It’s the echoes that hurt.
The echoes that have forgotten where they came from,
and chose instead,
to reverberate louder and louder,
In my head.
Just a hum beneath my conscience,
on days when I smile,
Drowning out everything else,
on the days when I feel particularly blue.
The echo of the day my father told me,
“Once you get married,
coming to see us ceases to be a right…
It becomes subject to various clauses,
subject to the decisions of a few select others.”
And I sat in the backseat of his car,
blinking back tears of rage,
wondering how, how in the world,
this man who had swung me from his arms,
when I was two,
and held me with all the love I had ever known,
could utter something so cruel, so casually.
As if what he had just said,
wouldn’t kill me inside.
The echo of a teacher who stood
at the head of a class and remarked authoritatively,
“A girl’s love for her parents is very superficial,
it lessens each year after her marriage,
and finally ceases into nothingness.”
And when the girls in the class wildly erupted in protest,
he challenged us with a snide smirk,
“Well, why don’t you wait and see for yourselves?”

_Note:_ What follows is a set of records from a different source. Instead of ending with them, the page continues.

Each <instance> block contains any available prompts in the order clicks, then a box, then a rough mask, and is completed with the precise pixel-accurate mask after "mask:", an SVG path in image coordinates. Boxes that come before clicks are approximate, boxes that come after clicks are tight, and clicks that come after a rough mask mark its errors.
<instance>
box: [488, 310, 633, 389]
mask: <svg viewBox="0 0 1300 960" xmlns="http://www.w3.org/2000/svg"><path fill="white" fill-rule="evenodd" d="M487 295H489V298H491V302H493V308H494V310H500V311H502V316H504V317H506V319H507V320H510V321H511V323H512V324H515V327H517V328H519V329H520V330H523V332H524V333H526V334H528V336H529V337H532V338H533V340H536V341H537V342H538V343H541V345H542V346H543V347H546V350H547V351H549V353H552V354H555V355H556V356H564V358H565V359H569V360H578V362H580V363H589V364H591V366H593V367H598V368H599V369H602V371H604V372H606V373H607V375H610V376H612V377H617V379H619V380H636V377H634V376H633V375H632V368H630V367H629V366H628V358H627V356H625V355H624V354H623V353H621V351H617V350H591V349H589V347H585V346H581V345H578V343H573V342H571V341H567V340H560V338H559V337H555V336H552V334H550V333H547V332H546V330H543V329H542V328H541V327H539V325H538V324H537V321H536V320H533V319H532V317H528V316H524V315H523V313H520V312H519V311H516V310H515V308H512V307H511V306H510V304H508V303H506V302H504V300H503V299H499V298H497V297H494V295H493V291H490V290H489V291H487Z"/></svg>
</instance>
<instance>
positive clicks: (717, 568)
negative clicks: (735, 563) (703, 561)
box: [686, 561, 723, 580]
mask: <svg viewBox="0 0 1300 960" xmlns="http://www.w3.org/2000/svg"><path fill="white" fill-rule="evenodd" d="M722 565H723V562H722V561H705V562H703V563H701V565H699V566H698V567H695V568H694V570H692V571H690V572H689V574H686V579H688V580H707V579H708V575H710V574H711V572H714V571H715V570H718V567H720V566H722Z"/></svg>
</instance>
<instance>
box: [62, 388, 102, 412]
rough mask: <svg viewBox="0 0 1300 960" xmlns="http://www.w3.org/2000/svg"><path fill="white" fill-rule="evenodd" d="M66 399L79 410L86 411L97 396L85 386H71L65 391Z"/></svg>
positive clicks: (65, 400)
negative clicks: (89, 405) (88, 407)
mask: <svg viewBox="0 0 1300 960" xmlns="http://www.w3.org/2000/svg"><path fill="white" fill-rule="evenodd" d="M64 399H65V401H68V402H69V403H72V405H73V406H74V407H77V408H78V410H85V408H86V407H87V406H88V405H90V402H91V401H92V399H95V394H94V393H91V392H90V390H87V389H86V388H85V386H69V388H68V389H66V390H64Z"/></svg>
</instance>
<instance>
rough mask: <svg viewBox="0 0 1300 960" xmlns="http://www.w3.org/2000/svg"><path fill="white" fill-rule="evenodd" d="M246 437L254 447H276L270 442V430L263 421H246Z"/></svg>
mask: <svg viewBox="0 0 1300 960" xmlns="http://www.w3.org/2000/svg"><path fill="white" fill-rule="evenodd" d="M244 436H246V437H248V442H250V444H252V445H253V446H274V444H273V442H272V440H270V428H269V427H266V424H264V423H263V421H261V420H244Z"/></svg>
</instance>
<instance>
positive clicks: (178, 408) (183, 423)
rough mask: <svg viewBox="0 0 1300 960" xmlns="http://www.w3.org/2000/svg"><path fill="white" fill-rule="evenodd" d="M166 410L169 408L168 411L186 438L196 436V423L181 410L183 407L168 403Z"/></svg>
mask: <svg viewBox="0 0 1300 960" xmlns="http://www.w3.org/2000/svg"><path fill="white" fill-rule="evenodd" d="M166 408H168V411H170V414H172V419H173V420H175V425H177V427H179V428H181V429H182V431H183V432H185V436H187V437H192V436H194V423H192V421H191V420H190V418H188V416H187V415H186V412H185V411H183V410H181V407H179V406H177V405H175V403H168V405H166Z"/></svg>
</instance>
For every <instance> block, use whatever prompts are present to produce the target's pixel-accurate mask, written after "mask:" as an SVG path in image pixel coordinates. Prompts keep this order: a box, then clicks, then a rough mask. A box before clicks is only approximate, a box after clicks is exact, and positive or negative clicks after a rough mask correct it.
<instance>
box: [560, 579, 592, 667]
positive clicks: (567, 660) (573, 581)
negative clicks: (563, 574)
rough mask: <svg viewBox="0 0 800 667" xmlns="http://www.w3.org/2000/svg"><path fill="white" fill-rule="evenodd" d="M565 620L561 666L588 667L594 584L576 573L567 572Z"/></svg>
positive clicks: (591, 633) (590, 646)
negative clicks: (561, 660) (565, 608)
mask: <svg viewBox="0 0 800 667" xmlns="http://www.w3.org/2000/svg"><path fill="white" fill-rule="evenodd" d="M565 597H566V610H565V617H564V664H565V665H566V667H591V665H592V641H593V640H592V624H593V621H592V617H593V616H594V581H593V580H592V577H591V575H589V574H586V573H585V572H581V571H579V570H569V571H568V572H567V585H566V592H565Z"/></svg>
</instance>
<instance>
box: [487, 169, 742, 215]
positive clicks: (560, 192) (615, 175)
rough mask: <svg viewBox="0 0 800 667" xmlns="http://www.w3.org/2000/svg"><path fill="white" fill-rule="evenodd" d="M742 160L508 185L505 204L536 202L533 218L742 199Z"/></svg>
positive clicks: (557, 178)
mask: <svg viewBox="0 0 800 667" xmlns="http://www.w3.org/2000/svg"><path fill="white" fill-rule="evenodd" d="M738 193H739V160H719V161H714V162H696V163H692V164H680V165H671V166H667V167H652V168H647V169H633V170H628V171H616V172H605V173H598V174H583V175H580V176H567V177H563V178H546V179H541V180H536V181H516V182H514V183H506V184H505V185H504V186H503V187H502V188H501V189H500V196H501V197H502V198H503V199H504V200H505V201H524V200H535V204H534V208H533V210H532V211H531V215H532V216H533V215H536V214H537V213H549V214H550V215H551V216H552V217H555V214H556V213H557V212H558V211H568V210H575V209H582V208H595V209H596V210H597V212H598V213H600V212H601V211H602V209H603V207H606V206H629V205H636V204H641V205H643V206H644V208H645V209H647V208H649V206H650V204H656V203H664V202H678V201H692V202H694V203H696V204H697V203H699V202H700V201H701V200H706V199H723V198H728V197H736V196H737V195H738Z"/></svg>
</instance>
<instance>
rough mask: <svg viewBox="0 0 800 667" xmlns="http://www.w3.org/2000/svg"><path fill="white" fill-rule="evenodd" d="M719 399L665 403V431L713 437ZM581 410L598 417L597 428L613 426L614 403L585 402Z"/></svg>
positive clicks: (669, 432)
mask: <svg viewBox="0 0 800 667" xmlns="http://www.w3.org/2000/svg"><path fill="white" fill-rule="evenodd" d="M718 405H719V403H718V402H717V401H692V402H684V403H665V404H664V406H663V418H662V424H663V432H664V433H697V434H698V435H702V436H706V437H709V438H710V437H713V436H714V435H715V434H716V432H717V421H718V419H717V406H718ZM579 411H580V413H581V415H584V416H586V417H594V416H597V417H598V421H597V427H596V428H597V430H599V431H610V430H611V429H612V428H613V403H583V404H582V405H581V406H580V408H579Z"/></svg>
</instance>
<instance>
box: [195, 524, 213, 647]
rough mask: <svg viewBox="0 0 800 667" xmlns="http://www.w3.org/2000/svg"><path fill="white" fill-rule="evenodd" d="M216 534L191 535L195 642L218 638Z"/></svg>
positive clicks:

The echo of the man who sat across from me,
on a bus ride home from college,
one late evening, just as the stars came out,
and broke out into song,
about the colour of my dupatta.
I squirmed in my seat uncomfortably,
jolted from my happy place,
acutely aware of my alone-ness,
and that he looked at me and saw something
vulnerable and weak.
The echo of the many many men,
who seemed to think,
that if I was out on the road,
in broad daylight, in a crowded street,
then it was their right,
to blow me a flying kiss,
as they whizzed past on their bikes.
To stare till I was made aware,
of every curve of my body,
every rise and fall of my skin,
that made me feel like I was a morsel of meat
that stray dogs in a dark alley fought over,
The echo of voices, that seemed,
surprised at my indignation,
surprised that I didn’t know,
that this was the way the world turned.
Surprised that I wasn’t ready,
to look the other way
and not raise a hue and cry,
over so many little insignificant things.
And trust me, I tried.
I tried to stop.
I tried to stop seeing things.
Tried not to take it to heart,
not to take offence,
when things that were said,
felt like a slap on my face.
I tried to bite my tongue till it bled,
so I wouldn’t start a fight.
I tiptoed, trying to ignore it all,
I thought that would help me,
breathe more easily.
be more happy.
The echoes, they only got louder.
as if they kept hitting the walls of my mind,
and gained force, instead of diminishing.
They drowned me,
the more I tried to cower down,
I realised, I couldn’t look into my own eyes,
I couldn’t be alone with myself,
because those echoes frightened me.
So here I am.
Loving life and laughter and everything in between.
Flawed, angry and unapologetically “easily offended”.
If that’s how you need to label me,
that’s okay too.
That’s the only way I can be,
With all the love in my heart,
Without those echoes killing my sanity.